A partir de 2008, então, com tamanha quantidade de temas pendentes, o programa partidário para a disputa das eleições de 2010, agora com José Pepe Mujica como candidato, apontava para “(...) continuar com o processo de democratização da comunicação; com o fortalecimento da mídia pública, gerando no setor privado uma concorrência livre efetiva, e a participação da sociedade civil na definição de políticas públicas de comunicação” (BUQUET; LANZA; RADAKOVICH, 2013, p. 29).

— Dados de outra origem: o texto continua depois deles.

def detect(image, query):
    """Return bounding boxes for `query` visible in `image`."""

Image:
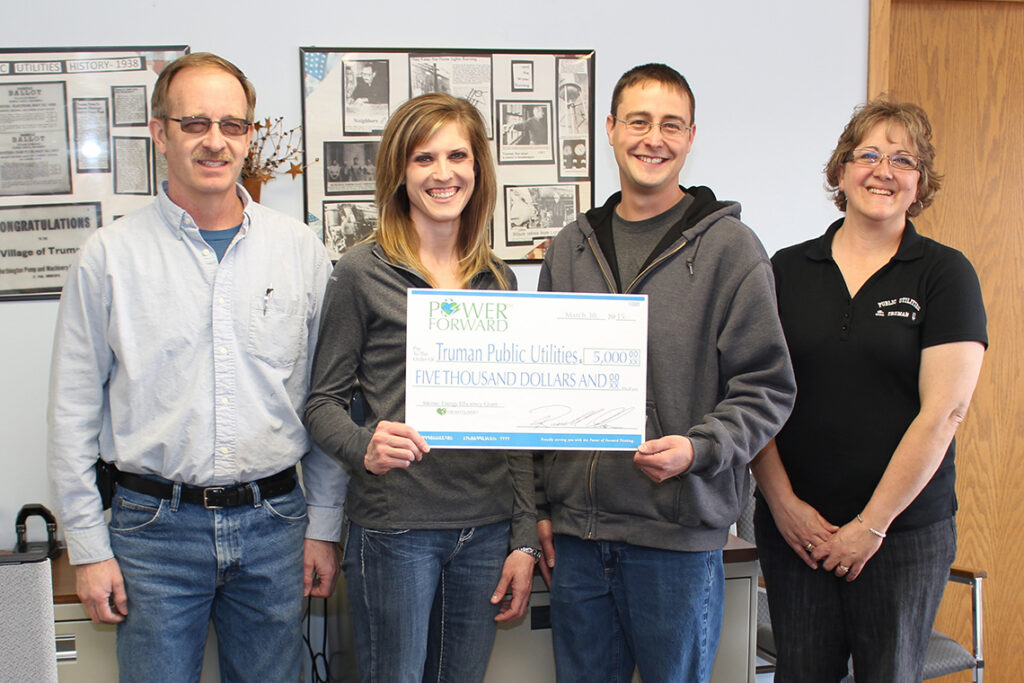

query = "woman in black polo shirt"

Ainda, o programa citou, pela primeira vez na história, o combate à oligopólios e monopólios no setor, conforme colocado de forma resumida abaixo:

Continuar na construção de um marco regulatório apropriado para a adjudicação das frequências de rádio e televisão e na alocação de publicidade oficial, promovendo maior participação da sociedade civil na definição de políticas de comunicação pública; Consolidar o reconhecimento das mídias comunitárias e seu papel na sociedade, implementando políticas ativas para seu desenvolvimento; Aprofundar a atualização e a aplicabilidade dos regulamentos existentes para garantir livre concorrência e igualdade de oportunidades em acesso a ondas, e promover uma concorrência em transmissão comercial com regras justas e transparentes, desfavorecendo a formação de oligopólios e monopólios; A TV Digital quadruplicará o espaço de emissão atual, o que deve ser aproveitado para dar mais espaço à produção do audiovisual nacional (BUQUET; LANZA; RADAKOVICH, 2013, p. 29).

Nesse ponto, não cabe adiantar a análise do período Mujica (2010-2014), uma vez que tais considerações estão estritamente ligadas ao objeto desse estudo, de como as entidades da sociedade civil atuaram no processo de aprovação da LSCA. O assunto será tratado mais adiante. No entanto, há que se fazer uma constatação prévia para bem entendermos os próximos passos desta pesquisa: ao apontar que um governo de esquerda conseguiu promover avanços legislativos e mudanças importantes no

cenário das comunicações — como os referentes às rádios comunitárias e ao setor público, bem como à lei de acesso à informação e às políticas de Internet — ficou claro que não houve enfrentamento ao oligopólio privado e, assim, o grau de concentração midiática seguiu absolutamente intocável. E, ainda mais grave: como o tema suscitou um forte aporte de críticas pelos principais meios de comunicação já nos primeiros meses do governo Mujica, este deu declarações desautorizando o envio pelo Executivo de projeto de lei sobre o audiovisual. Uma delas, por exemplo, foi dada no fim de 2010, para vários órgãos de imprensa. Mujica disse que não sabia de “nenhuma lei em preparação” e que, se algo nesse sentido chegasse às suas mãos, “jogaria no lixo” (ESPECTADOR, 2010) – como veremos com mais detalhes adiante.

A partir disso, uma pergunta nos inquietava: se o presidente da República tinha essa opinião, o que foi feito para que a lei fosse finalmente aprovada, após quatro anos de tramitação? Ficou claro, assim, o papel protagonista exercido pelas organizações sociais na pressão pela aprovação da LSCA. Assunto que será analisado mais de perto, com acréscimo de elementos: o que existiria na cultura política do uruguaio e da uruguaia que nos faria compreender melhor esse processo? Afinal, de que sociedade civil estamos realmente nos referindo?